A faculty regent might help in this process and the bill proposing this seems to be moving through the legislature.

The Regent’s Rules are not being followed and no one seems to be in forcing them.

There has not been an official list, but most of the appeals do not seem to have been successful. One faculty has been told he will be rehired in another department, but he must first resign his current position.

Staff who have been rehired have apparently lost their sick leave, etc.

The appeal hearings have been heard by three people out of nine total. Each is hearing 10 appeals. Most have some type of administrative position.

Should the FAC try to define financial exigency? Murray has done this for UTD and found the language from the AAUP. UTMB may not have fit that definition and particularly if they receive the funds they are asking for. Mansour has forwarded a copy of Murray’s policy.

Back up person incase Tom is not successful in his appeal. Mansour asked the FAC members to think about whether we should just follow the Bylaws (chair elect takes over and serves for two years) or if we should do something else. We will make a decision later in the meeting.

11:00-12:00 am Raymund Paredes, Commissioner of the Texas Higher Education Coordinating Board

Dr. Paredes reported that there have been concerns about how they approved programs, particularly PhD programs. An advisory committee has been convened to review our policies. There needs to be a market/jobs and the programs needed to be competitive at the national level. Need to expand programs consistent with the resources available. They don’t want to institutionalize mediocrity. Community colleges want to offer baccalaureate degrees. They want to maintain quality and that’s why they have been careful in approving programs.

Q – Sandy Norman recently had a program denied because they were “too close to Austin”. What can we do? We have contacted UT Pan Am and others about joint programs.

A – Can’t speak about that particular program, but in general, I’m very concerned that there is a market for the graduates of the programs we approve. How do we compete with other programs around the country? We use outside consultants to help us decide how strong the programs will be. Some very prestigious programs around the country are cutting back.

Q – Are partnerships good?

A – Yes, but you still have to have a market.

C – Murray stated that it is difficult to know a particular market and where particular PhD will end up.

A – People who get a PhD in Anthropology, etc want academic jobs.

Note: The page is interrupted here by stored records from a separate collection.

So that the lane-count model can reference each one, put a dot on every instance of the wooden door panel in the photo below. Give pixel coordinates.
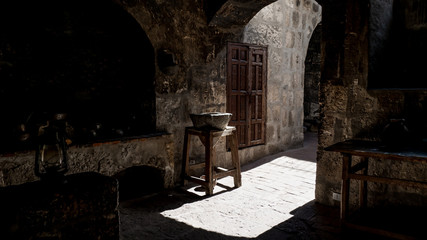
(246, 92)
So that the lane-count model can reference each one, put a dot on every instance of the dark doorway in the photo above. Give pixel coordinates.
(89, 59)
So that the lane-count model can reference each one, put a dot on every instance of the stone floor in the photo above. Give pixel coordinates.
(276, 201)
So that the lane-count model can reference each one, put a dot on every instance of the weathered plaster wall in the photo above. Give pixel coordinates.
(350, 110)
(195, 81)
(286, 27)
(312, 75)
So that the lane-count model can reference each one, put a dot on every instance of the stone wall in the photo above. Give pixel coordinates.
(312, 81)
(194, 80)
(286, 28)
(351, 110)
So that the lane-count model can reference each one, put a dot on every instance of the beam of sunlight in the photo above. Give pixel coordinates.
(270, 191)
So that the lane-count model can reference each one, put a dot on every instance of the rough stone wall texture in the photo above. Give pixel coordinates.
(286, 28)
(350, 110)
(196, 82)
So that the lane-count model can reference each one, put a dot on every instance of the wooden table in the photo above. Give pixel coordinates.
(212, 172)
(371, 150)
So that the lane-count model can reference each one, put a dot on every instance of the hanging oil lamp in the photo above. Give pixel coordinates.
(51, 152)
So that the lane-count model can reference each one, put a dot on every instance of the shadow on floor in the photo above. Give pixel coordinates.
(143, 219)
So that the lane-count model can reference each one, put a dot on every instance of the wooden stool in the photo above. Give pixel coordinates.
(212, 172)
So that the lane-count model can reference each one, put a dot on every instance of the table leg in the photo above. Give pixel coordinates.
(209, 156)
(345, 186)
(363, 187)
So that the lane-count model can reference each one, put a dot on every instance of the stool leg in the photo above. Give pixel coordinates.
(235, 159)
(209, 163)
(185, 158)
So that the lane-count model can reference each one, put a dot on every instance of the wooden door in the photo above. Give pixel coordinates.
(246, 91)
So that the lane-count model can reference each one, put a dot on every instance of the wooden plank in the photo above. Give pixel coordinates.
(197, 180)
(197, 166)
(359, 166)
(387, 180)
(227, 173)
(378, 150)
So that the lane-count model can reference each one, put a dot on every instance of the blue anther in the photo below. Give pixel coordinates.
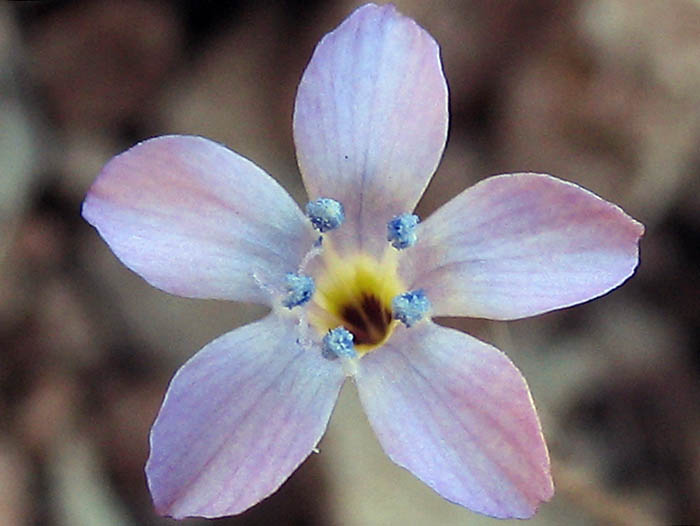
(337, 343)
(325, 213)
(410, 307)
(401, 231)
(300, 288)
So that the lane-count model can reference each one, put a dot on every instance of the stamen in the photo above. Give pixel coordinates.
(325, 213)
(401, 231)
(300, 288)
(338, 343)
(410, 307)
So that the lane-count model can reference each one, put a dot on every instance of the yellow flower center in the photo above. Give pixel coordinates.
(356, 292)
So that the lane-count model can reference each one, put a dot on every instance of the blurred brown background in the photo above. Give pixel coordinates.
(605, 93)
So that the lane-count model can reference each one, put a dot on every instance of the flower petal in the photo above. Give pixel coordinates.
(370, 120)
(457, 413)
(518, 245)
(239, 417)
(196, 219)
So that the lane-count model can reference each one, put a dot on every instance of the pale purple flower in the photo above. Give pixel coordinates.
(353, 286)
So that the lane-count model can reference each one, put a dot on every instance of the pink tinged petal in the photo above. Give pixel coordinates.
(196, 219)
(370, 120)
(238, 419)
(457, 414)
(518, 245)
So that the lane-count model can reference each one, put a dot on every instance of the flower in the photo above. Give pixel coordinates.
(353, 284)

If they end up in other positions, they may not need the PhD.

C – Not everyone who trains for a PhD. Doesn’t want academics and there may not be a better degree for them.

A – We are looking at other degrees. Expanding low producing PhD programs is not appropriate. CA has 10 institutions that offer most of the PhD degrees and Texas has 23. We need to honestly assess those programs. Legislators ask whether we should consolidate or shut down some of those programs.

Q – It seems like there is a need for psychologists yet a psychology program was denied.

A – Outside reviewers didn’t think much of the program. If the program focused on treating post trauma distress syndrome it would meet a future need with all the men and women returning from the wars. This would be a program that is needed, but as an English professor, “I don’t think we need another PhD program in English.” The programs that are in existence need support from the institution, beyond the formula funding.

Q – Do you take funding into account when you approve a program?

A – Yes, definitely.

Q – How many PhD programs were proposed last year, how many approved, how many denied and where were they.

A – I don’t have the actual numbers, but we get about 20 per year and we approve about 1/3.

Q – Whether a program is productive can fluctuate and what is a non-productive program?

A – One that doesn’t produce an adequate number (i.e. 3 in 10 years).

Q – Do you put programs on notice if they fire all of the professors in that program?

A – We would question that and ask the chancellor how this would be handled.

Q – What if graduate students take the place of faculty in teaching in PhD programs?

A – We don’t tell the campus how to teach.

Q – The psychology program at UTSA was denied because of particular labor statistics. Is that adequate?

A – We look at a number of labor statistics.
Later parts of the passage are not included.